= Proposal for clustering functions =
== `geometry[] ST_ClusterIntersecting(geometry geom)` ==
Aggregate function returning an array of `GeometryCollection`s representing the connected components of a set of geometries.
- accepts `[Multi]Point`, `[Multi]LineString`, `[Multi]Polygon` geometries of any type that can be converted into GEOS (I can't think of a situation where `[Multi]Point` would be useful, but that doesn't mean there isn't one...)
- return a geometry array (my current implementation returns a `GeometryCollection`, but the recursive semantics of `ST_Dump` then undo all of the hard work)
Example: if run on a table containing all of the `LineString`s in the image below, would return an array with two `MultiLineString` geometries (red and blue)

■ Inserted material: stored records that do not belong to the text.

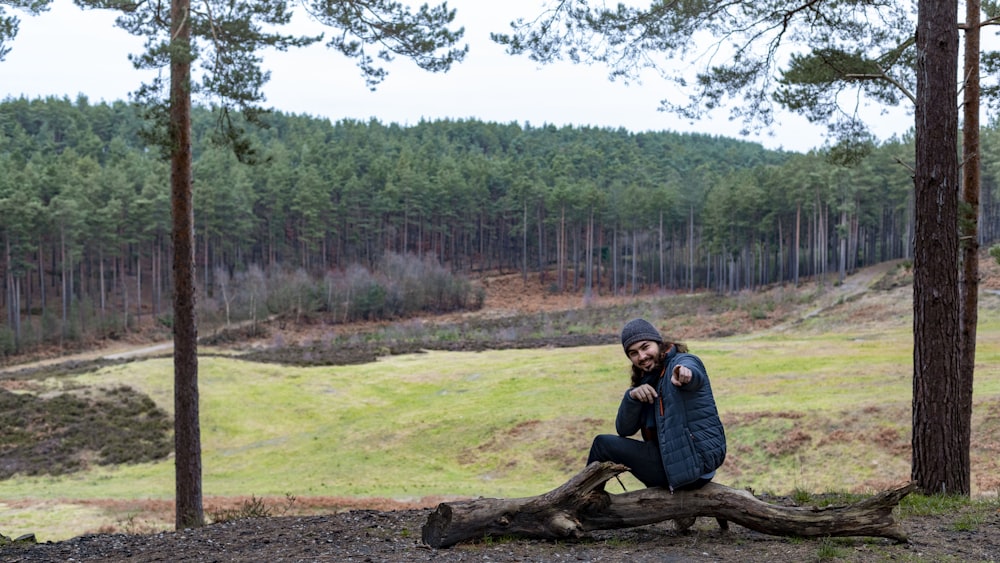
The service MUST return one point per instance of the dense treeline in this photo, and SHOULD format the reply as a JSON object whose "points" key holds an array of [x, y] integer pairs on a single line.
{"points": [[361, 218]]}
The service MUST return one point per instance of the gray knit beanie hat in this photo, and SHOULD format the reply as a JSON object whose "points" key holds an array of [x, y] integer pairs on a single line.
{"points": [[637, 330]]}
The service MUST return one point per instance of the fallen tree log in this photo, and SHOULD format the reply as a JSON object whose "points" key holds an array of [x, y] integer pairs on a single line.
{"points": [[581, 505]]}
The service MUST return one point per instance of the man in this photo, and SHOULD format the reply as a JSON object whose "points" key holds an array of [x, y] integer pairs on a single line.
{"points": [[670, 403]]}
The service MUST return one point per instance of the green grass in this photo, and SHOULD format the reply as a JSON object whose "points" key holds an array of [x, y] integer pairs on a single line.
{"points": [[804, 413]]}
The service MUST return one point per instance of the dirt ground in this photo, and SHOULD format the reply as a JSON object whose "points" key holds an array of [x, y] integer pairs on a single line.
{"points": [[379, 532], [394, 536]]}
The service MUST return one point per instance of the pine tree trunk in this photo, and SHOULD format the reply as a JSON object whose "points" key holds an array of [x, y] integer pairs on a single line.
{"points": [[940, 458]]}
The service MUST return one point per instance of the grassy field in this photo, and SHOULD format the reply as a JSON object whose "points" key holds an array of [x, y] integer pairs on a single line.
{"points": [[809, 409]]}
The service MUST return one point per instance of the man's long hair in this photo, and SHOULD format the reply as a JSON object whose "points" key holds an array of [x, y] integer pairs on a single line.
{"points": [[661, 359]]}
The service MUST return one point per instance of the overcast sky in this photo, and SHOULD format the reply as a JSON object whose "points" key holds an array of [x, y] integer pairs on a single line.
{"points": [[67, 52]]}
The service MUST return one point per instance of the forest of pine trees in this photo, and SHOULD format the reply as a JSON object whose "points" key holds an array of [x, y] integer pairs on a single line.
{"points": [[366, 220]]}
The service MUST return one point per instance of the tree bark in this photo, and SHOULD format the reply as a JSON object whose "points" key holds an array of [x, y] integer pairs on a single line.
{"points": [[187, 429], [940, 458], [581, 505]]}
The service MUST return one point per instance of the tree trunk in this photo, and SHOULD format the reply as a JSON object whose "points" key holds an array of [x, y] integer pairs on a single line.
{"points": [[969, 225], [187, 433], [581, 505], [940, 458]]}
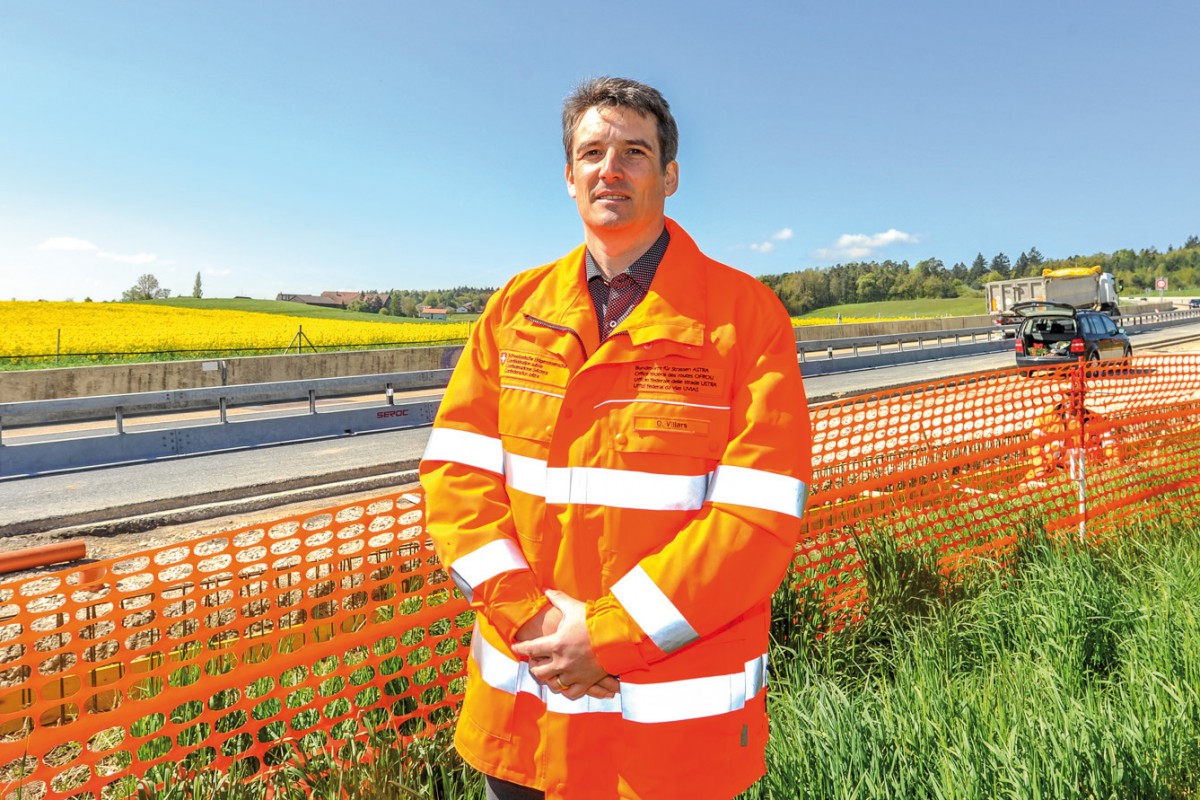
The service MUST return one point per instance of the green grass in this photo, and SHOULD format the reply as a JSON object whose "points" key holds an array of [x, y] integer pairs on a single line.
{"points": [[904, 308], [1074, 675], [1072, 672]]}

[[Image(http://i.stack.imgur.com/WNlxX.png)]]
----
== `geometry[] ST_ClusterWithin(geometry geom, double precision distance)` ==
Aggregate function returning an array of `GeometryCollection`s?/`MultiPoint`s?, where any component is reachable from any other component with jump of no more than the specified distance.
- like `ST_ClusterIntersecting`, but uses a distance threshold rather than intersection when determining if two geometries should be included in the same component. Could have an implementation very similar to `ST_ClusterIntersecting`, or could be restricted to points and maybe have a more efficient implementation.
- differs from k-means in that a distance is provided, not a number of clusters
Example: In the picture below, an array of five `MultiPoint`s would be returned (color-coded). The threshold distance in this case was more than the orange line but less than the pink line.
[[Image(http://ibin.co/1oH1ApWCoW8L)]]